Five of the six House bills that would increase penalties for poachers have passed and are now in the Senate, with cross-filed Senate bills at similar stages. They all add more severe penalties for poaching oysters, crabs and rockfish, though most address one species at a time.

The "Kingpin Poaching" bill is the latest to swiftly clear the House with a unanimous vote on Monday. It would add up to two years of jail time to the list of possible punishments for those caught with more than $20,000 worth of poached fish.

Not all of the poaching bill sponsors agree on the best course of action.
In the case of the "Kingpin Poaching" bill, its sponsor, Delegate Herbert McMillan, R-Annapolis, voted in committee to oppose a different poaching bill that would create enhanced penalties for oyster poachers, because McMillan believes it was too narrowly written and the penalties too harsh, with a higher fine than his own "Kingpin" bill.

The debate inside the Environmental Matters Committee Friday showed the confusion lawmakers feel about which bill does what, prompting the chair of the group, Delegate Maggie McIntosh, D-Baltimore, to ask the committee to slow down and walk through each element of the law.

"Let me go through this because I want to understand it," McIntosh said.

In the end, the group voted to approve one of three poaching bills sponsored by Delegate James Gilchrist, D-Montgomery, that would institute enhanced penalties for those caught taking oysters without a valid license.

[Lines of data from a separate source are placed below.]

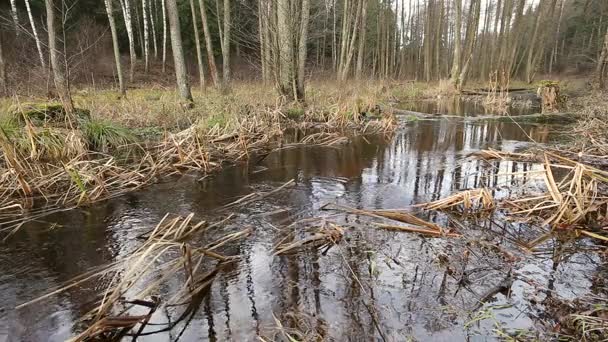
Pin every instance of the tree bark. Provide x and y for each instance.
(59, 72)
(15, 16)
(178, 53)
(164, 10)
(362, 31)
(226, 44)
(302, 49)
(457, 45)
(3, 82)
(35, 33)
(208, 43)
(126, 12)
(146, 36)
(110, 11)
(602, 65)
(197, 42)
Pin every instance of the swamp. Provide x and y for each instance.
(353, 170)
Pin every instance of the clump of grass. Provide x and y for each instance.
(105, 136)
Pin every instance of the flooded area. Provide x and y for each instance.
(374, 285)
(522, 103)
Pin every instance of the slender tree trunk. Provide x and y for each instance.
(164, 10)
(35, 33)
(226, 43)
(208, 44)
(197, 42)
(59, 72)
(3, 82)
(178, 52)
(362, 31)
(530, 66)
(457, 45)
(286, 55)
(121, 82)
(602, 65)
(126, 12)
(144, 9)
(15, 16)
(302, 49)
(151, 14)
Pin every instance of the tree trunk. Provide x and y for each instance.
(110, 11)
(362, 31)
(35, 33)
(197, 42)
(126, 12)
(15, 16)
(153, 25)
(226, 44)
(3, 82)
(164, 10)
(302, 49)
(602, 65)
(59, 72)
(286, 58)
(208, 44)
(178, 53)
(457, 45)
(146, 36)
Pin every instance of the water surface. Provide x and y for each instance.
(375, 285)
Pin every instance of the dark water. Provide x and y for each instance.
(375, 281)
(472, 106)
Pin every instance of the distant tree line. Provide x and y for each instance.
(286, 42)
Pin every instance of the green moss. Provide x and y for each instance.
(294, 113)
(44, 113)
(105, 136)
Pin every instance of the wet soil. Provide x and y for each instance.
(375, 285)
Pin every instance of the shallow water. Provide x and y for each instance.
(375, 285)
(524, 103)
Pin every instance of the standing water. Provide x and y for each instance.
(375, 285)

Fishermen's groups are generally in favor of most of the poaching legislation, but think some may amount to nothing more than public relations stunts.

"Everybody wants to get on the bandwagon of doing something and they've gone overboard with it," said Larry Simns, president of the Maryland Watermen's Association.

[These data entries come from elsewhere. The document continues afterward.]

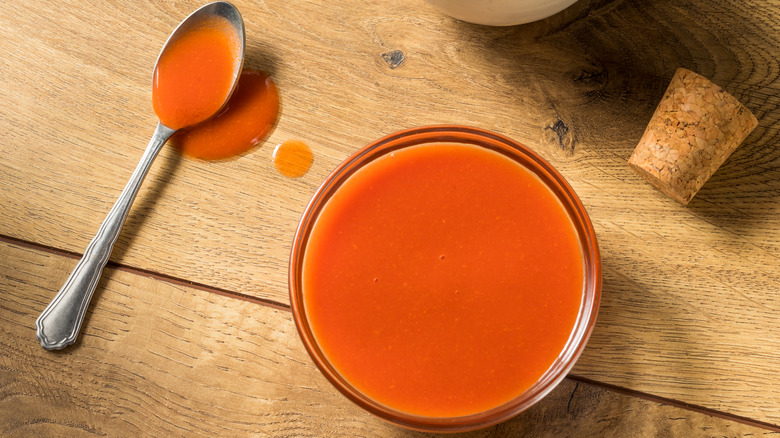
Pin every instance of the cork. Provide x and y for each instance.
(695, 128)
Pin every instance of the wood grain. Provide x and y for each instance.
(159, 359)
(690, 293)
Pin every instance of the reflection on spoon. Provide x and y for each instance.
(187, 89)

Rich Norling, the legislative liaison for the Maryland Department of Natural Resources said the DNR needs the authority these bills would provide.

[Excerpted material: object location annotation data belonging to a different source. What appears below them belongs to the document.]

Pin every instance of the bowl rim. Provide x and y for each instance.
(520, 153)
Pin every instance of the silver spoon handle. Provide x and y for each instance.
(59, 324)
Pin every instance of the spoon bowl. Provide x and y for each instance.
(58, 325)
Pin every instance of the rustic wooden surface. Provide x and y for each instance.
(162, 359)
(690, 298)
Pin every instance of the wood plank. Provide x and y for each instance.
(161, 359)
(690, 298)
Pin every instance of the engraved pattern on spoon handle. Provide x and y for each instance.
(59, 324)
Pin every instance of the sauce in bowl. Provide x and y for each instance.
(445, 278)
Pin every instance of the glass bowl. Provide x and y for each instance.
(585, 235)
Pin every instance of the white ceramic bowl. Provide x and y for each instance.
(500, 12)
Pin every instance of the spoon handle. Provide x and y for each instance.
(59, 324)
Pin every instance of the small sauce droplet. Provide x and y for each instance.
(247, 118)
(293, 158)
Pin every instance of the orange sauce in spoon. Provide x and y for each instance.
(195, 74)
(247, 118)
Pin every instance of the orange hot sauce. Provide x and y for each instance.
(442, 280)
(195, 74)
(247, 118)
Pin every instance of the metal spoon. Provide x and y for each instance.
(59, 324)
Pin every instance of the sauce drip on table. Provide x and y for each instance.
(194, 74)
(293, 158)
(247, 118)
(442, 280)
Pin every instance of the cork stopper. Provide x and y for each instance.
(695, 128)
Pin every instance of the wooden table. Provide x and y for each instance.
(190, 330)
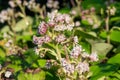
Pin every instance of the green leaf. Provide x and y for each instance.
(85, 22)
(114, 35)
(5, 29)
(101, 48)
(30, 56)
(15, 67)
(115, 59)
(40, 63)
(101, 70)
(30, 76)
(93, 3)
(23, 24)
(114, 19)
(83, 34)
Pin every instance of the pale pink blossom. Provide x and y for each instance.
(42, 29)
(60, 38)
(76, 51)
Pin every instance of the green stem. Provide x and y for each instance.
(107, 28)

"As people got interested and found other weaknesses in our deterrents then they wrote several bills," Norling said."That's sort of why we ended up with several bills instead of one."

Sen. Brian Frosh, D-Montgomery, said however the bills were drafted, what's most important is that they exist.

"The DNR has been struggling for years to try to solve this problem," Frosh said. "The find of tons of rockfish caught illegally in gill nets helped them make their case this year that something's got to be done about illegal poaching."

Among the poaching bills being considered:

HB273 would mainly allow fishing license revocation if oysters are poached out-of-season. Cross-filed with SB159.
HB396 would repeal the hearing requirement before a fishing license can be suspended or revoked. Cross-filed with SB414.
HB1154 would allow the DNR to revoke or suspend a license more quickly if poachers are caught taking crabs or striped bass. Cross-filed with SB635.
HB1225 would increase potential poaching fines and penalties for any commercial fishermen. Cross-filed with SB655.
HB1252 is the "Kingpin Poaching" bill that adds more jail time to a list of punishments for striped bass poachers.
HB1340 would add license revocation for poaching as well as limiting sanctuary size in the state. This bill has been re-referred to Environmental Matters. Cross-filed with SB538.